Calls for inquiry after World's End trial collapse

Answers sought to claims that Crown did not lead all available evidence


There have been calls for an inquiry into the Crown’s handling of the World’s End murder trial after the collapse of the case against Angus Sinclair yesterday.

Sinclair, 62, was cleared of murdering Helen Scott and Christine Eadie, both 17, after judge Lord Clarke ruled that there was insufficient evidence from the Crown to entitle a jury to hold beyond reasonable doubt that Sinclair carried out the murders.

Sinclair had been accused of raping and killing both girls in October 1977 after meeting them on a night out in Edinburgh’s Royal Mile, which ended in the World’s End pub. He was said to have acted with his brother-in-law Gordon Hamilton, who has since died.

The bodies were found on a beach in East Lothian. They had been beaten and strangled.

Sinclair has returned to Peterhead Prison where he is serving life sentences for the murder of seven-year-old Catherine Reehill in 1961 and 17-year-old Mary Gallagher in 1978, and 11 sexual assaults.

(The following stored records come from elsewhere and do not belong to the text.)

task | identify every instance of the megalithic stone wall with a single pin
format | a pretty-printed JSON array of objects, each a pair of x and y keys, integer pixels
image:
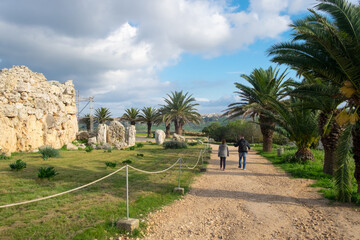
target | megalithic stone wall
[{"x": 35, "y": 112}]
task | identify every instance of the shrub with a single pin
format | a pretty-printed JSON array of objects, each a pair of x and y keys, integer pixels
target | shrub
[
  {"x": 18, "y": 165},
  {"x": 193, "y": 144},
  {"x": 48, "y": 152},
  {"x": 139, "y": 145},
  {"x": 128, "y": 161},
  {"x": 174, "y": 145},
  {"x": 48, "y": 173},
  {"x": 89, "y": 148},
  {"x": 110, "y": 164},
  {"x": 2, "y": 156}
]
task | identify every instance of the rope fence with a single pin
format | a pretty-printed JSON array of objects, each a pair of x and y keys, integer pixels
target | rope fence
[{"x": 202, "y": 151}]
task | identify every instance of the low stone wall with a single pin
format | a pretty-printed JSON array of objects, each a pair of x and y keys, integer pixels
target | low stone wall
[{"x": 35, "y": 112}]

Lothian Independent MSP Margo MacDonald has called for an inquiry into the acquittal, saying she had been told that only a fifth of the Crown’s evidence was led by advocate depute Alan Mackay.

It has been suggested that the Crown took a decision not to charge Sinclair also with the murders of three other women in Glasgow in 1977 which police believe were carried out by the same person as in the World's End case. However there was a lack of forensic evidence in these cases.

Margaret Curran, the Labour justice spokeswoman, said the families of Helen Scott and Christine Eadie had been forced to relive the events of the past for nothing.

It is believed that the jury was not told about samples of DNA that could be linked to Sinclair were found on the ligatures used to kill both women.